Ces dents d’enfants fragiles cachent un trouble encore mal repéré

Très fréquente mais peu connue, l’hypominéralisation molaire-incisive fragilise les dents définitives dès l’enfance. Et elle se confond encore souvent avec d’autres problèmes.

Gros plan d un enfant portant des lunettes colorées
Image d'illustration. Gros plan d un enfant portant des lunettes colorées — ADN
  • Un trouble dentaire touche beaucoup d’enfants
  • Il fragilise les dents définitives très tôt
  • Les causes exactes restent encore floues

Près de 28% des enfants en Scandinavie seraient concernés. Et pourtant, l’hypominéralisation molaire-incisive, ou MIH, reste peu connue hors des cabinets dentaires, avec un autre problème au passage, elle peut encore être mal diagnostiquée.

Un trouble bien plus répandu qu’on ne l’imagine

Ce n’est pas une affection marginale. Les travaux cités par deux chercheurs de l’Université de Copenhague la décrivent comme presque aussi fréquente que la carie. En Europe, elle apparaît très courante. En Afrique et en Asie, elle semble moins présente, même si les auteurs avancent une explication prudente, les écarts pourraient venir aussi des méthodes de diagnostic, du recensement des cas, de certaines maladies précoces et de facteurs génétiques.

Dans la clinique universitaire de l’Université de Copenhague, les praticiens disent voir de nombreux enfants et adolescents qui ont besoin d’aide pour ce problème.

Ce qui se joue avant même la sortie des dents

La MIH ne vient ni du sucre, ni d’un mauvais brossage, ni d’habitudes dentaires insuffisantes. Le trouble survient plus tôt, pendant la formation de l’émail, avant même que les dents ne percent.

Cette perturbation se produit généralement entre la naissance et l’âge de deux ans, quand les dents se forment dans la mâchoire. Résultat, l’émail contient moins de minéraux. Les premières molaires permanentes, celles qui arrivent vers six ans, ainsi que les incisives, sont les plus souvent touchées.

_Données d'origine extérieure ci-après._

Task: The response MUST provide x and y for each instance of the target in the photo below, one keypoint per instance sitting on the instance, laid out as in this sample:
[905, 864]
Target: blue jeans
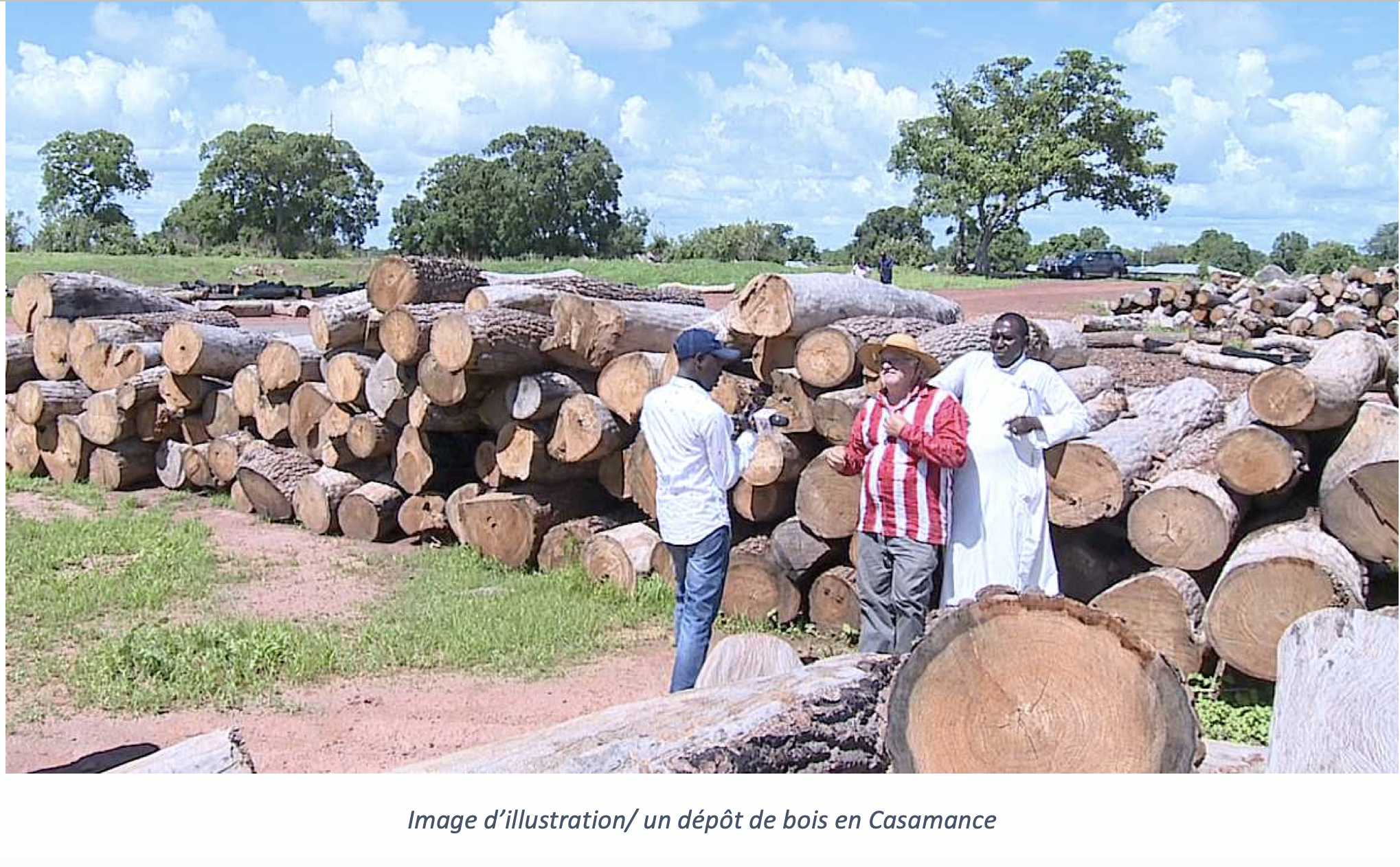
[701, 572]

À l’œil, les dents peuvent paraître jaunâtres, brunâtres ou crayeuses. Mais le plus gênant, pour l’enfant, c’est souvent la sensibilité. Le chaud et le froid font mal. Le brossage aussi, parfois, ce qui complique encore l’hygiène.

Des pistes, mais pas encore de cause unique

La recherche avance, sans réponse définitive. Cinq grandes pistes ressortent des études actuelles.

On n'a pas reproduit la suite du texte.